Esa estadística no es decorativa. Explica por qué De la Fuente apenas lo ha tocado: Cubarsí es uno de los cuatro jugadores de la plantilla que han disputado todos los minutos del Mundial. Cada ataque de España, tarde o temprano, pasa por sus botas. Recibe, gira, filtra, cambia de orientación. Si el rival achica por un lado, él encuentra el otro.
La sensación es clara: el chico se ha vuelto imprescindible. En un equipo que se ha ganado el respeto por su seguridad defensiva, el central de 19 años es el punto de partida de casi todo.
Yamal, a la espera de su tormenta perfecta
En el otro extremo del campo, la historia es distinta. Yamal llega al Mundial marcado por una lesión muscular que le cortó en seco la temporada 2025-26 con el Barcelona y sembró dudas sobre su presencia en la cita. No jugó ni un minuto en los amistosos previos y apenas tuvo un cameo de 19 minutos en el inesperado 0-0 ante Cabo Verde.
Cuando por fin pudo arrancar de inicio, en el 4-0 ante Arabia Saudí en Atlanta, España pareció otro equipo. Yamal abrió el marcador, agitó la banda, obligó a la defensa rival a vivir permanentemente en alerta.

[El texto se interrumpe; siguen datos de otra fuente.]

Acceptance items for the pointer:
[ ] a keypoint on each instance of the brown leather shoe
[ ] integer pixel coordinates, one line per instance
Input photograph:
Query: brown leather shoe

Con él, el ataque ganó profundidad, ritmo, amenaza.
Sin embargo, desde entonces, la chispa se ha encendido a medias. Frente a Austria, en la goleada de octavos que convirtió a España en la primera selección en alinear a dos adolescentes en un partido de eliminación directa desde la época de Pelé en 1958, dejó destellos de su regate endiablado. Pero contra Portugal volvió a encontrarse con su pesadilla particular: Nuno Mendes. Otra vez un duelo áspero, otra vez pocas ventajas claras, pese a la victoria por 1-0.
El resultado es llamativo: el extremo más temido del fútbol mundial encara los cuartos de final ante Bélgica sin haber dado todavía una sola asistencia en el torneo y con solo cinco ocasiones creadas en todo el Mundial. Para cualquiera sería un dato preocupante. Para él, un simple punto de partida.
Porque Yamal sabe que no está a su nivel habitual. Y no se esconde. En una entrevista con Mundo Deportivo lo dejó claro: es muy exigente consigo mismo, nunca se conforma con lo que hace y, después de casi dos meses parado, necesita minutos, ritmo, tocar balón. Lo repite como un mantra: seguir jugando, seguir sumando, seguir acumulando sensaciones hasta que llegue “ese” partido grande.
Y añade algo que resuena en cada vestuario campeón: lo que la gente recuerda empieza en octavos, cuartos, semifinales, final. Ahí es donde él se siente más motivado. Ahí, asegura, es donde mejor juega. Nunca ha sido “el mejor” de la fase de grupos. Prefiere los días en los que todo se decide.
Un aviso para Bélgica… y para el resto
La idea de un Yamal en plena ebullición a partir de ahora es una amenaza directa para Bélgica y un mensaje incómodo para cualquiera que siga vivo en el Mundial. Si el extremo alcanza su pico justo cuando el torneo entra en su tramo decisivo, España sumará al mejor defensor joven del campeonato a un atacante llamado a romper partidos por sí solo.
Ya ocurrió en la Eurocopa 2024: Yamal apareció cuando más quemaba el balón y empujó a España hacia el título. Hoy, el escenario se parece peligrosamente. Con Cubarsí consolidado como figura “de época” en la retaguardia y el 19 preparado para encenderse cuando la presión sea máxima, la pregunta ya no es si están listos para este Mundial.
La pregunta es quién se atreve a frenarlos ahora.